Tech Equality – Intro

25 Aug

Growing up, I looked up to Dexter. Yes, the cartoon who was a mad scientist with amazing, innovative tech solutions. His combination of hardware and software (though they rarely showed this side of the invention) to come up with something totally new to beat his nemesis Mandark or some evil in his city really got to me and all I wanted was to be like him. I always knew that I was destined to be part of the tech world and be a contributor. Though getting a secret lab behind my closet like Dexter did is a bit too much, I would like to have a lab where I could play around with hardware and software trying to come up with solutions that would solve problems for our farmers, education sector, transportation sector and industries at large. I believe technology has the ability to change our lives for the better. Enough about me.

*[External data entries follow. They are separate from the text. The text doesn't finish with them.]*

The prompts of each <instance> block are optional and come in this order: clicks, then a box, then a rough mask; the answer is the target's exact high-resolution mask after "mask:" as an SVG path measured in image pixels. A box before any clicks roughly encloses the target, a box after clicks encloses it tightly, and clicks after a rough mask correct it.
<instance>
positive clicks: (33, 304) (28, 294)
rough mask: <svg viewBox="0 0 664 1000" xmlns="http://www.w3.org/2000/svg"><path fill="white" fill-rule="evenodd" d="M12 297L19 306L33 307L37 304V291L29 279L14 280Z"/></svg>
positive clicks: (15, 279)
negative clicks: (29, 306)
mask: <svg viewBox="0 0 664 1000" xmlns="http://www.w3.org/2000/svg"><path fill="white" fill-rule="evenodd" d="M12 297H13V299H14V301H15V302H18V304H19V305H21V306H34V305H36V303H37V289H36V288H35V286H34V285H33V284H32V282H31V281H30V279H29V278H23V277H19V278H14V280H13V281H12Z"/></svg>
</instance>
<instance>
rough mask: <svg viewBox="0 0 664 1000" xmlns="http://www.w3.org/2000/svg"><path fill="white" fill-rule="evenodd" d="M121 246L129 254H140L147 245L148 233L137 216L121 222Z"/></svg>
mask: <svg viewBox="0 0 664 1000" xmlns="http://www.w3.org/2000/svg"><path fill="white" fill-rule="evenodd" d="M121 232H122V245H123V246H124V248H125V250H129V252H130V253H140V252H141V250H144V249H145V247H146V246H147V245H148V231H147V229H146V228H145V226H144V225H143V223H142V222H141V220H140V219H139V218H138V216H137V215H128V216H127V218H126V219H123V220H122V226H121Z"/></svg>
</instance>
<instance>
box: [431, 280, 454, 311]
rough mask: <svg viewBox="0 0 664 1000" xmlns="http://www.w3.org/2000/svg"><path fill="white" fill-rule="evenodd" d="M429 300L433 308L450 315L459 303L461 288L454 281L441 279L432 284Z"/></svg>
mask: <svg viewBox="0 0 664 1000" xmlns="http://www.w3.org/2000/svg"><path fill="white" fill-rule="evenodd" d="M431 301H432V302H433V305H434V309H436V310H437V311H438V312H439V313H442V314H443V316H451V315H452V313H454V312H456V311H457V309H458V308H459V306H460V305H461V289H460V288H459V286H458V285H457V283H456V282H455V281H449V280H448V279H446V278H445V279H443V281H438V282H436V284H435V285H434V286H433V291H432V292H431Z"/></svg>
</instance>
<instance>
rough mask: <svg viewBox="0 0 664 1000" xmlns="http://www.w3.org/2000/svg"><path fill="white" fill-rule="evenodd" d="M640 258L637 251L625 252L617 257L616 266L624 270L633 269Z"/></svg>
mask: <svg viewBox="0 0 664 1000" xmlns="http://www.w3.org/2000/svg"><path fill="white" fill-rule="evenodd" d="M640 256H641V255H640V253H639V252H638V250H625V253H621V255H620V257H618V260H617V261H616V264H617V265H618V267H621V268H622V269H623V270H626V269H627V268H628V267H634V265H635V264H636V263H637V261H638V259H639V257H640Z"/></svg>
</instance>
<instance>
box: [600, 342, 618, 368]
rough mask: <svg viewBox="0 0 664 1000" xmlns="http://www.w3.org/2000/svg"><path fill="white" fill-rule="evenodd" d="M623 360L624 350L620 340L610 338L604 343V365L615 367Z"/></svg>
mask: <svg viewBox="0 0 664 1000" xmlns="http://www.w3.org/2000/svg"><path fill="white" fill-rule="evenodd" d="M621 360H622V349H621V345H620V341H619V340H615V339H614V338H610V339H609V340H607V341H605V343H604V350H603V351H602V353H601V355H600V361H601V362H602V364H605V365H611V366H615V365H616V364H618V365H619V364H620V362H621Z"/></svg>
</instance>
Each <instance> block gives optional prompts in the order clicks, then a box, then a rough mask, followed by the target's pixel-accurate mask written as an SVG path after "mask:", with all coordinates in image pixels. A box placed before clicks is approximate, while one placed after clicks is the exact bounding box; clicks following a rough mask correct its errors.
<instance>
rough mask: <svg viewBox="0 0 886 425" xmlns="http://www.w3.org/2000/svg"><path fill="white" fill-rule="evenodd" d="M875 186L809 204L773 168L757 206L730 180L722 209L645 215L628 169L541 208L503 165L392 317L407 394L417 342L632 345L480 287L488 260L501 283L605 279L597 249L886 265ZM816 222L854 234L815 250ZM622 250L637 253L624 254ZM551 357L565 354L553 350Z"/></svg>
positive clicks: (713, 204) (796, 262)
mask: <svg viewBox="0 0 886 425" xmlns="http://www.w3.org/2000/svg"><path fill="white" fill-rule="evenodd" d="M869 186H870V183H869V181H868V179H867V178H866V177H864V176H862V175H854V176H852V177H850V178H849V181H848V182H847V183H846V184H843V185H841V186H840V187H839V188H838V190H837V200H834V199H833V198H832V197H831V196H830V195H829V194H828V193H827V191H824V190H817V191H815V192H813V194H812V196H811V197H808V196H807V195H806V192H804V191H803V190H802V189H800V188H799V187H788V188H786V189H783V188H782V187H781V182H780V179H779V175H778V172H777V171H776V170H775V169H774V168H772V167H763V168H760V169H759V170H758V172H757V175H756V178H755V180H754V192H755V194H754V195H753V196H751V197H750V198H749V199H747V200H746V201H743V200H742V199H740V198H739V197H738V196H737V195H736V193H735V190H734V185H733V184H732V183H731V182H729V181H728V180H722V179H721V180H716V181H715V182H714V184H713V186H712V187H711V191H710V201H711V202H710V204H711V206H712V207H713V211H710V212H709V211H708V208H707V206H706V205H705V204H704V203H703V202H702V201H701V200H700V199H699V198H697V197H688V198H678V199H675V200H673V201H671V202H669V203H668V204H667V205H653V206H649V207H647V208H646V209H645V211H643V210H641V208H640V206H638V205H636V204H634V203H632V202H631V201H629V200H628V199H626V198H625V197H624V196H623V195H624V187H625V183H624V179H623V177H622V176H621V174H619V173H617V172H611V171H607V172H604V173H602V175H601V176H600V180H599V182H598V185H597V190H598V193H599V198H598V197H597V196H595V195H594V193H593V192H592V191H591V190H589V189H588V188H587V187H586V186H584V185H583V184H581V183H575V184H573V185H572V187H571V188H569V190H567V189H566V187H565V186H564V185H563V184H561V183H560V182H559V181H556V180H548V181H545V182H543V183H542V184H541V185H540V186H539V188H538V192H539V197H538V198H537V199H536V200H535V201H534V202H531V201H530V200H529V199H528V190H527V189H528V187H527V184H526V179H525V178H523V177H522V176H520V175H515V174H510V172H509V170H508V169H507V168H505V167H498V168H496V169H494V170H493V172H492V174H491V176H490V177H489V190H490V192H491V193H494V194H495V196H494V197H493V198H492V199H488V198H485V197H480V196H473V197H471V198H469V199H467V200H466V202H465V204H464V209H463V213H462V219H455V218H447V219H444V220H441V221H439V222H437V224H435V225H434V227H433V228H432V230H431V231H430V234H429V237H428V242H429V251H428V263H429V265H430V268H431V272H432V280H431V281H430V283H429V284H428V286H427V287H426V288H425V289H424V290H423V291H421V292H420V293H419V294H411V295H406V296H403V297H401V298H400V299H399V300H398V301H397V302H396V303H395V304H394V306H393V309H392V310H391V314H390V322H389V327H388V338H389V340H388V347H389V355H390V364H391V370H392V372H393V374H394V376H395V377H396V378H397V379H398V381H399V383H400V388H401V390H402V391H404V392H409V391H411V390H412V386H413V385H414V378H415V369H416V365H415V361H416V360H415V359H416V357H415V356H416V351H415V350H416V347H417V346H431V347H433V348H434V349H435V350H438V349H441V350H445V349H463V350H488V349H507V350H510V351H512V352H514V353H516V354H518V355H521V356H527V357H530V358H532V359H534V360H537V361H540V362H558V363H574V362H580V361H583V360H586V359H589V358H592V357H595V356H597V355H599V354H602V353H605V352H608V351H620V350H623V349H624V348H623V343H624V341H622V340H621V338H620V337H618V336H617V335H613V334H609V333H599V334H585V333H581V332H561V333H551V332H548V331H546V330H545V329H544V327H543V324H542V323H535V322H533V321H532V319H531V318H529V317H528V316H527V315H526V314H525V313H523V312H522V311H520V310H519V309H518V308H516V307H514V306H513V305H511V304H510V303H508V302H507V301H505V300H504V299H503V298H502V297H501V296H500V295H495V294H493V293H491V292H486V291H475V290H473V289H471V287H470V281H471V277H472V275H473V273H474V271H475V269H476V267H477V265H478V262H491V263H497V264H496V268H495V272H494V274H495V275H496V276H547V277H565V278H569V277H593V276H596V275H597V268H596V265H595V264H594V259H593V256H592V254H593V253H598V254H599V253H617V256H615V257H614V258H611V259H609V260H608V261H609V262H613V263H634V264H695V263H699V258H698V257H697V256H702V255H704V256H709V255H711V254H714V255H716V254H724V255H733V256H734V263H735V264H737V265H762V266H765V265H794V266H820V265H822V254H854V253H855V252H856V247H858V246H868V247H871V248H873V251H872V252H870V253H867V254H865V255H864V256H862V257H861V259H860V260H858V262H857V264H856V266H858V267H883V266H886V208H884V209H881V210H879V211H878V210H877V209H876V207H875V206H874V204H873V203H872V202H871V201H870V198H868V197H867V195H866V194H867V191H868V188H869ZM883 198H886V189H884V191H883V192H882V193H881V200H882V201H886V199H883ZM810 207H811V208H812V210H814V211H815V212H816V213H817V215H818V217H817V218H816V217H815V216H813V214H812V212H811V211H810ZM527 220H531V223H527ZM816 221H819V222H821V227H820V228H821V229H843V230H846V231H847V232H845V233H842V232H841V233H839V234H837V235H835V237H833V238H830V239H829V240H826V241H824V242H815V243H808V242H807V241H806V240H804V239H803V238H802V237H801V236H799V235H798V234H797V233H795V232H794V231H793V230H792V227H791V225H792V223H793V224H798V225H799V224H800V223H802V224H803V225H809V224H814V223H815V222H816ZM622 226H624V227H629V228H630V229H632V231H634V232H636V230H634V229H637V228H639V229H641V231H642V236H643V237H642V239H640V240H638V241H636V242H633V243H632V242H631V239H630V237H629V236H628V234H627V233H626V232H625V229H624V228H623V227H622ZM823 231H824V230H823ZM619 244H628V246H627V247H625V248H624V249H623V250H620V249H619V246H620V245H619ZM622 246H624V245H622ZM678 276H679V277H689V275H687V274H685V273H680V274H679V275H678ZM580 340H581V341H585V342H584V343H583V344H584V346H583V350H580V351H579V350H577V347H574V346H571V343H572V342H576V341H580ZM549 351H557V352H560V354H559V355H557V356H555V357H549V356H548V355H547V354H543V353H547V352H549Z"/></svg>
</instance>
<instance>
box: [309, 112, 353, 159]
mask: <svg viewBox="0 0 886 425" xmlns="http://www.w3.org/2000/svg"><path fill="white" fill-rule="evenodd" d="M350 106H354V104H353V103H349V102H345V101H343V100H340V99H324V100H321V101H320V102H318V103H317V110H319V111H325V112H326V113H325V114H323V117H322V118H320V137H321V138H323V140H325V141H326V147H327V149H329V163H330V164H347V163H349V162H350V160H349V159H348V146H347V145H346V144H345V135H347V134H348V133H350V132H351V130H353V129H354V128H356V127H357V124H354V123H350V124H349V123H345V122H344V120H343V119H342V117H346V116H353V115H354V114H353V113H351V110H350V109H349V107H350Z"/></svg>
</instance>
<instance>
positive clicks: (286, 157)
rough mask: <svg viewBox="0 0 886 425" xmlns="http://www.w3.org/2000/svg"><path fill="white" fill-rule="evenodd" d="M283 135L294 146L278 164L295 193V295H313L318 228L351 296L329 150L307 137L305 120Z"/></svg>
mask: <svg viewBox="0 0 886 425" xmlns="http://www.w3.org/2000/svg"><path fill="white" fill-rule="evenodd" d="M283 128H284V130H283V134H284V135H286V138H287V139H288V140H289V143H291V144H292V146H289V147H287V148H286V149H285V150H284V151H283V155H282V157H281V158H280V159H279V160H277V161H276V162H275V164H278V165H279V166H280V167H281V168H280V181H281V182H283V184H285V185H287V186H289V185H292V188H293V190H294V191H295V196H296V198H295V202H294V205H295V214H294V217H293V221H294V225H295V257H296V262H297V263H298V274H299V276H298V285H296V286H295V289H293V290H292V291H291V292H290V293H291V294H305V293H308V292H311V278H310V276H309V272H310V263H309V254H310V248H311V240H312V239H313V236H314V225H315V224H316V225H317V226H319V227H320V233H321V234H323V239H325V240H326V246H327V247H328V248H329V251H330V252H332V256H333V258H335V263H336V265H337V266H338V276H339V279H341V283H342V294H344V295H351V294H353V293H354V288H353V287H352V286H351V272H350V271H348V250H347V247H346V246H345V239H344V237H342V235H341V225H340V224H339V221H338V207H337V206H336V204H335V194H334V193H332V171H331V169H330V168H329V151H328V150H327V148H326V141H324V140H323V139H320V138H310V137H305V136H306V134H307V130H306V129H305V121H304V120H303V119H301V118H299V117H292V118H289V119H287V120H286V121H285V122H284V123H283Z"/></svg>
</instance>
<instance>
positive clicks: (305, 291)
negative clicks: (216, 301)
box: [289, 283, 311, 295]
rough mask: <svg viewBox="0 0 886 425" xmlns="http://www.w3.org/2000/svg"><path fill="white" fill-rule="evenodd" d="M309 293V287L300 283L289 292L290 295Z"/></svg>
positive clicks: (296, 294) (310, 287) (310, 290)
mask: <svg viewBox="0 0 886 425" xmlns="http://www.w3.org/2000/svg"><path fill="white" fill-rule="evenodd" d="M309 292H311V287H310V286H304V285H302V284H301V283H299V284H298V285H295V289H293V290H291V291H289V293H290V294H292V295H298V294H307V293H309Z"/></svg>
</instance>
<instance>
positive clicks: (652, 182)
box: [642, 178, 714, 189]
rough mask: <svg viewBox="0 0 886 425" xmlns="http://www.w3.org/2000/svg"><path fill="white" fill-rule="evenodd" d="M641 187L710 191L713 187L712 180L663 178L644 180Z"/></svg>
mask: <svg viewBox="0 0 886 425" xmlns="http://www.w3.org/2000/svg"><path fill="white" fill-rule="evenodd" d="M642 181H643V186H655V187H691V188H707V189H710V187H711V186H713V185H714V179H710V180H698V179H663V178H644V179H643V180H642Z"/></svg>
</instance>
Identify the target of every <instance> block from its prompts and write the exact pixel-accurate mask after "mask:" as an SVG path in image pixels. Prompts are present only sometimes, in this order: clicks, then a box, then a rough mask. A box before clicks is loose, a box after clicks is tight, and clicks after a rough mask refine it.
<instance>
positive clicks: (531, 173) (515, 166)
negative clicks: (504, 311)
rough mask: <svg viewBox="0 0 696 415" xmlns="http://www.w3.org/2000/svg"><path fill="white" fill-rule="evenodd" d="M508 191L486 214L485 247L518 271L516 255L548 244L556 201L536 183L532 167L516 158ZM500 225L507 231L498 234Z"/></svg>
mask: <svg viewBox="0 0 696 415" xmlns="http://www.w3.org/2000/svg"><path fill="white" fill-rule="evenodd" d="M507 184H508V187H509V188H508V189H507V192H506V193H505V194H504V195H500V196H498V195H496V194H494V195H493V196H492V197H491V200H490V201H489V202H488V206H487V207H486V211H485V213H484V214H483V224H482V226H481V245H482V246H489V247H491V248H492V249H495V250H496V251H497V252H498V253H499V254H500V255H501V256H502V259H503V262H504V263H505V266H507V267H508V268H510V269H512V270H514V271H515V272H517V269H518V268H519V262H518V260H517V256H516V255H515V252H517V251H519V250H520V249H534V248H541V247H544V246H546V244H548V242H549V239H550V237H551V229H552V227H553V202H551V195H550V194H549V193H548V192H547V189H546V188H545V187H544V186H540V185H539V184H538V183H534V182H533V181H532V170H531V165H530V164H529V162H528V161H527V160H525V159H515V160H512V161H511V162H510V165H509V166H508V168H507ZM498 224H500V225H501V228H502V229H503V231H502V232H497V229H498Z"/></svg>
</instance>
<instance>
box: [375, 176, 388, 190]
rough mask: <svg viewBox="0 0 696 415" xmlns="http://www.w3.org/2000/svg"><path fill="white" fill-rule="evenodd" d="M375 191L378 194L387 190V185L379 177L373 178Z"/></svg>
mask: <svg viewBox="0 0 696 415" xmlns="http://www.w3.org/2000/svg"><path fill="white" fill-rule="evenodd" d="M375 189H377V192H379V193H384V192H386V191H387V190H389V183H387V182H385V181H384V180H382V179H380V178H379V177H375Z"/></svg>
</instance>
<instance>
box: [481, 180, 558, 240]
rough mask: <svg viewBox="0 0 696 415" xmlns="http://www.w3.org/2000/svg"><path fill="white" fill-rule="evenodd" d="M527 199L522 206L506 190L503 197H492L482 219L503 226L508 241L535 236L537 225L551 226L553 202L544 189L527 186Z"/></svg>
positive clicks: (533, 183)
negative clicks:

One of the biggest gaps we first need to bridge is tech equality. It is usually a sad thing when the latest iPhone or high end Samsung device is out and the only thing you can do is read its specs or watch a video of how many iPhones it takes to stop a speeding bullet (video). Without huge chunks of money, accessing such devices is impossible. It can be frustrating at times because the common mwananchi with an average salary cannot access the device without first saving for a few months first or taking a loan (which I personally think is a bad idea). Such kind of devices have been associated with a certain class/group of people which should not be the case. I guess it all boils down to privilege in some way. I believe that we should all enjoy the benefits of technology like being able to access internet which would create opportunity for many people especially our youth. If they knew what is possible and that they can make a difference in someone else’s life through technology, they would, without a doubt, take up various innovative projects.


Some of the sectors that technology would benefit the masses in our country are the agriculture and health sectors. We should not have to go to India to get medical treatment for diseases such as cancer or brain operations. We should be able to develop our own hospitals with machines developed locally to serve such purposes. I believe this is an undertaking that can be realized in the next 15 – 20 years with the proper groundwork being laid down and developers believing that we can pull it off. We need to establish Kenya as a hub for innovative technological advancements in all sectors. Both in software and hardware. With the coming age of things being connected to the web, data will be readily available for engineers to use in the development of solutions that will improve lives.


It all boils down to more inventions by creative minds in our country and support from both the private sector and the government. Capital is the biggest barrier to this advancement but there are numerous hubs and start up competitions that provide financial packages. They may not be much but they provide ground to start building. It is time we also started focusing on hardware for our numerous software to run on. Cheers.

4 thoughts on “Tech Equality – Intro

  1. Thank you for speaking English. It ended too soon. Brain tumour sounds more like it. Sentences are well done, good sub-topics, very progressive post. Cheers!!! Really(Edit that part, be creative). It was a good post.